Chey, who also serves as chairman of the Korea Chamber of Commerce and Industry, said South Korea should accelerate the expansion of AI infrastructure based on speed, scale and safety.
SK Group said Friday that Chey appeared Thursday on KBS1's "Documentary Insight - Talent War 2: Chey Tae-won's Answer," where he discussed what people should learn and what abilities they should develop as AI advances faster than humans.
"I wanted to share the perspective I have gained by speaking directly with many people in the AI industry and working with them in business," Chey said.
Chey said the world is now moving through the era of "reasoning AI," in which AI responds to human questions, and will enter the era of "agentic AI," in which AI can make decisions and act on its own.
"In this period, the gap in ability between people who actively use AI and those who do not could become much wider than it is now," Chey said. "The same polarization could deepen among individuals, companies and countries depending on how quickly and effectively they use AI."
Over the longer term, however, Chey said the rise of artificial general intelligence could narrow gaps in knowledge and productivity among people.
He said that if two people now have ability levels of 10 and 100, their gap is 10 times. But in an AGI era, if everyone receives a baseline AI-powered ability of 1,000, those levels could become 1,010 and 1,100, sharply reducing the relative gap.
"In the future, what matters more than what job a person has will be how that person can use and connect humans and AI together," Chey said.
He said generalists who can move across different fields and design new systems and societies where humans and AI coexist will become more important than specialists who deeply understand only one field.
Chey also said AI could perform a large share of work tasks, making it possible for people to take on multiple roles and jobs at the same time. He said the conventional "9 to 6" work structure and fixed ideas about occupations could gradually change.

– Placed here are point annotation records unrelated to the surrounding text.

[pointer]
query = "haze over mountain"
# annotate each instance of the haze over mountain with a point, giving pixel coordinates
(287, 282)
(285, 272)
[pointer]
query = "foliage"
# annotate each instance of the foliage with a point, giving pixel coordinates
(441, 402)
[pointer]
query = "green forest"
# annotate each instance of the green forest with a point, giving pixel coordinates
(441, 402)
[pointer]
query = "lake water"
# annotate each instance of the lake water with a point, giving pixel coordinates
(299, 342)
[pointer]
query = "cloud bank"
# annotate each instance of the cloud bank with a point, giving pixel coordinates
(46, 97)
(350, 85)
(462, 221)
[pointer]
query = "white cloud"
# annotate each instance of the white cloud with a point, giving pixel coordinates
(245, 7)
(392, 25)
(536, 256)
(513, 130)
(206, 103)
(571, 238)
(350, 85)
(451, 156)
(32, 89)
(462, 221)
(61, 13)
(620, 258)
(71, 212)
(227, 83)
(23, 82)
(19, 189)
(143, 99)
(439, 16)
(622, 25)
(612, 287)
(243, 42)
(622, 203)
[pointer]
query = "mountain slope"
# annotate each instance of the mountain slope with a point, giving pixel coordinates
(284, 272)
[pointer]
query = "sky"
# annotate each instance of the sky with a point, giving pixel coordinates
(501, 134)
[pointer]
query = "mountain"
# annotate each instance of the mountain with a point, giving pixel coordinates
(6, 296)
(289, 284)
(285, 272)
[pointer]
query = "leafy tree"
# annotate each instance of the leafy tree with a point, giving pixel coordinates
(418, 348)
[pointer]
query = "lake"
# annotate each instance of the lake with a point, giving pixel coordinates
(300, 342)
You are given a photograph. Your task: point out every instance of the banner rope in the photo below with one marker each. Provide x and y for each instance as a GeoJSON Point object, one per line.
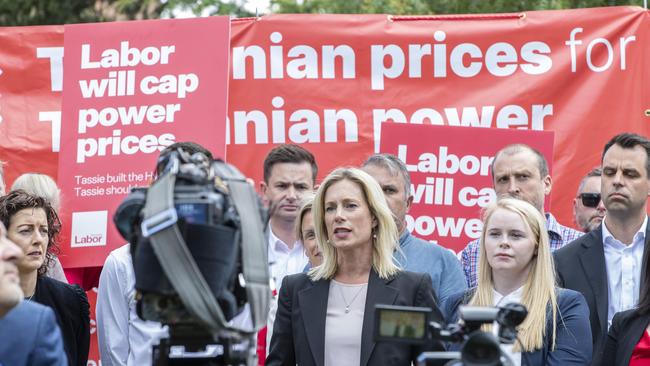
{"type": "Point", "coordinates": [408, 18]}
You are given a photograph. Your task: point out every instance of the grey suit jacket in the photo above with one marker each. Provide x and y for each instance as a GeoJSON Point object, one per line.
{"type": "Point", "coordinates": [30, 336]}
{"type": "Point", "coordinates": [299, 328]}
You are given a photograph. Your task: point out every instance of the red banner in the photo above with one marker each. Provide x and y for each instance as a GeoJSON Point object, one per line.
{"type": "Point", "coordinates": [129, 91]}
{"type": "Point", "coordinates": [329, 81]}
{"type": "Point", "coordinates": [450, 178]}
{"type": "Point", "coordinates": [31, 81]}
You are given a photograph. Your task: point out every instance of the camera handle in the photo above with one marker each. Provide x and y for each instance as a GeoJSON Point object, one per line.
{"type": "Point", "coordinates": [181, 269]}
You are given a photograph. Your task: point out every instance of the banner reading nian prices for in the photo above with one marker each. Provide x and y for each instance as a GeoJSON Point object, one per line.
{"type": "Point", "coordinates": [328, 82]}
{"type": "Point", "coordinates": [130, 90]}
{"type": "Point", "coordinates": [450, 177]}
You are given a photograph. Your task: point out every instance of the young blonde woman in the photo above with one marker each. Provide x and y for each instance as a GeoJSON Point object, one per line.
{"type": "Point", "coordinates": [326, 317]}
{"type": "Point", "coordinates": [515, 265]}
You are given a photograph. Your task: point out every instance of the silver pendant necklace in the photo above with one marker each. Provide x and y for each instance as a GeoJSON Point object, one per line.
{"type": "Point", "coordinates": [348, 304]}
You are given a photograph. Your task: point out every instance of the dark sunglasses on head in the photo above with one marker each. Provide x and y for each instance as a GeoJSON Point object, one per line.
{"type": "Point", "coordinates": [590, 199]}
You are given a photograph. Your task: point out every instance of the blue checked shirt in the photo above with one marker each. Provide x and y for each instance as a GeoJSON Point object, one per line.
{"type": "Point", "coordinates": [558, 234]}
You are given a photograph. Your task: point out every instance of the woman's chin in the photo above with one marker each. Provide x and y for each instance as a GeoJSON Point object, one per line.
{"type": "Point", "coordinates": [30, 266]}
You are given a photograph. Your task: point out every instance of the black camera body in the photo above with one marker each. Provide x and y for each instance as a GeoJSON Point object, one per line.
{"type": "Point", "coordinates": [202, 223]}
{"type": "Point", "coordinates": [209, 224]}
{"type": "Point", "coordinates": [477, 348]}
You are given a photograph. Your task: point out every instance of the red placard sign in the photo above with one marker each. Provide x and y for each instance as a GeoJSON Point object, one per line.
{"type": "Point", "coordinates": [450, 175]}
{"type": "Point", "coordinates": [130, 90]}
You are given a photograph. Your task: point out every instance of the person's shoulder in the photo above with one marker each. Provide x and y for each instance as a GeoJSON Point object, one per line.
{"type": "Point", "coordinates": [471, 246]}
{"type": "Point", "coordinates": [72, 296]}
{"type": "Point", "coordinates": [569, 250]}
{"type": "Point", "coordinates": [298, 280]}
{"type": "Point", "coordinates": [431, 247]}
{"type": "Point", "coordinates": [29, 310]}
{"type": "Point", "coordinates": [119, 257]}
{"type": "Point", "coordinates": [624, 318]}
{"type": "Point", "coordinates": [454, 301]}
{"type": "Point", "coordinates": [409, 276]}
{"type": "Point", "coordinates": [566, 296]}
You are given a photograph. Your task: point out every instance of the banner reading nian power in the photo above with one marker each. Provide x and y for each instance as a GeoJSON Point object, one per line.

Chey presented four core "muscles" that individuals should build in the AI era: a thinking muscle to ask fundamental questions, an adaptation muscle to respond to rapid change, an empathy muscle that reflects uniquely human compassion and "body skills" that create value through physical activity such as music, art and sports.
"The ability to quickly acquire knowledge and do well on tests will be replaced in large part by AI," Chey said. "It is important to build the areas that only humans can do."
Chey also presented a national strategy, saying South Korea needs "3S" -- speed, scale and safety -- to become a competitive "AI nation."
He said South Korea should speed up technological development, expand large-scale AI infrastructure and investment and build an institutional foundation that allows citizens to use AI safely.
"AI talent does not simply mean engineering talent," Chey said. "Education and social systems must also change quickly so future generations can naturally use AI and coexist with it."